Fédération Autoimmunité et Thrombose, Laboratoire d'Immunologie, Hôpital de La Conception, CHU-147, Bd Baille, 13385 Marseille Cedex 05, France.

出版信息

Thromb Haemost. 2007 Jun;97(6):949-54.

PMID:17549297
Abstract

A multicenter study was set up to evaluate the prevalence, clinical and biological significance of antiphosphatidylethanolamine antibodies (aPE) in thrombotic patients with or without the main known clinical and biological risk factors for thrombosis. APE and antibodies, defined as the laboratory criteria of antiphospholipid syndrome (APS) -lupus anticoagulant, anticardiolipin and anti-beta(2)-GPI antibodies were measured in 270 patients with thrombosis (234 venous and 37 arterial) and 236 matched controls.
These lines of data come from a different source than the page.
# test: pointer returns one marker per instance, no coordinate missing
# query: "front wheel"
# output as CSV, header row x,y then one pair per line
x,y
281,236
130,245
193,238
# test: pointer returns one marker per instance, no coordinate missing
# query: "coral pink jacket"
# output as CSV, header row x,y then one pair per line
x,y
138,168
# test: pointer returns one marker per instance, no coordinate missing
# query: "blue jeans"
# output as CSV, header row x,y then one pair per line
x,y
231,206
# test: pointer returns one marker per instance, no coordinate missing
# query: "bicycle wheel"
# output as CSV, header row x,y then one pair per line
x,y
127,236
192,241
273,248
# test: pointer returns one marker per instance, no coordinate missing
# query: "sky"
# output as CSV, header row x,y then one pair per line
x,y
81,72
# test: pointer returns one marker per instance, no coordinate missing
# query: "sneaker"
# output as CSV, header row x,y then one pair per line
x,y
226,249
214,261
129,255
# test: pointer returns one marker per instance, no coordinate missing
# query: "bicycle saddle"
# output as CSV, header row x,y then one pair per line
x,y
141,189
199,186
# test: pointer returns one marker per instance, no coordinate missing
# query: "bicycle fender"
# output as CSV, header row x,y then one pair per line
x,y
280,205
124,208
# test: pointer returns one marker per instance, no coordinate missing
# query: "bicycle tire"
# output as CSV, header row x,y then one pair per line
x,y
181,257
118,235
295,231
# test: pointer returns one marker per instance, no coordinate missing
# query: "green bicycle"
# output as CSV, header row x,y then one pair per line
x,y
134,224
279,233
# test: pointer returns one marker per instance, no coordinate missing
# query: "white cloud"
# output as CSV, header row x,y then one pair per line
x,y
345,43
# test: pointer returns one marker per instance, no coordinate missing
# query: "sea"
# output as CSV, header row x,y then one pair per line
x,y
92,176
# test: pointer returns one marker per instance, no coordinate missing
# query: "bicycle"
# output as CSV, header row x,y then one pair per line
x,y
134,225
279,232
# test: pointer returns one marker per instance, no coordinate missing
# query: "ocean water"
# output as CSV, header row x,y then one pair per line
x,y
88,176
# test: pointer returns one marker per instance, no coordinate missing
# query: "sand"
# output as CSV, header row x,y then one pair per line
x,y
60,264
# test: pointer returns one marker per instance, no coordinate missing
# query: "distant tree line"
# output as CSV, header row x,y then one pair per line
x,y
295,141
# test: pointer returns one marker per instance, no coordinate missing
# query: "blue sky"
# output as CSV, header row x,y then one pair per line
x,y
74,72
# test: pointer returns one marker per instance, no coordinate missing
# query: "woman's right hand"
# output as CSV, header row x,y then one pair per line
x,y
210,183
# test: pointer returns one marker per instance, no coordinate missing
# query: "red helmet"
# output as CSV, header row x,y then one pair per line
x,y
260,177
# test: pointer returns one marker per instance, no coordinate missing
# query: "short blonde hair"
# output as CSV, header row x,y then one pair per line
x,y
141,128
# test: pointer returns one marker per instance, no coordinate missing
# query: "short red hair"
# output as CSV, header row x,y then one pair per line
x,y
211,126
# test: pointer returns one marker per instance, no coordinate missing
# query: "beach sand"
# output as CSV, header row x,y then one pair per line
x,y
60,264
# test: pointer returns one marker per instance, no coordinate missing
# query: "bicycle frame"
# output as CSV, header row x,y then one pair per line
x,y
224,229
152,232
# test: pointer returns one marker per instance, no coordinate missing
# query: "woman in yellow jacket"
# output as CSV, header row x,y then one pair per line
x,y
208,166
APE were found in 15% of thrombotic patients compared to 3% of controls (p < 0.001) with no predominant isotype, no association with the main known clinical or biological risk factors for thrombosis neither with a type of thrombosis, arterial or venous. In a multivariate logistic regression analysis of antibodies, aPE showed the highest association with thrombosis (odds ratio [OR]: 4.2, p < 0.001). Moreover, using a multivariate analysis in a case-control subgroup study on 158 patients, IgGaPE were found to be significantly associated with venous thrombosis (OR:6;p = 0.005). Interestingly, 25 of the 40 aPE-positive patients (63%) were negative for the APS laboratory criteria. Most of them (21/25) had venous thrombosis, recurrent in ten of them. Four patients also suffered from early or late miscarriages. Our results underline the strength of the association between the presence of aPE and thrombosis and suggest their measurement in thrombotic patients, especially when lupus anticoagulant, anticardiolipin or anti-beta(2)-GPI antibodies are absent.

摘要

一项多中心研究开展,旨在评估抗磷脂酰乙醇胺抗体(aPE)在有或无主要已知血栓形成临床及生物学危险因素的血栓形成患者中的患病率、临床及生物学意义。在270例血栓形成患者(234例静脉血栓形成患者和37例动脉血栓形成患者)及236例匹配对照中检测了aPE以及作为抗磷脂综合征(APS)实验室标准定义的抗体——狼疮抗凝物、抗心磷脂抗体和抗β2糖蛋白I抗体。与3%的对照相比,15%的血栓形成患者检测到aPE(p<0.001),aPE无优势亚型,与主要已知血栓形成临床或生物学危险因素以及血栓形成类型(动脉或静脉)均无关联。在抗体的多因素逻辑回归分析中,aPE与血栓形成的关联最强(比值比[OR]:4.2,p<0.001)。此外,在一项针对158例患者的病例对照亚组研究中进行多因素分析时,发现IgG aPE与静脉血栓形成显著相关(OR:6;p = 0.005)。有趣的是,40例aPE阳性患者中有25例(63%)APS实验室标准检测为阴性。其中大多数患者(21/25)有静脉血栓形成,10例为复发性静脉血栓形成。4例患者还出现早期或晚期流产。我们的结果强调了aPE的存在与血栓形成之间关联的强度,并建议在血栓形成患者中检测aPE,尤其是在不存在狼疮抗凝物、抗心磷脂抗体或抗β2糖蛋白I抗体时。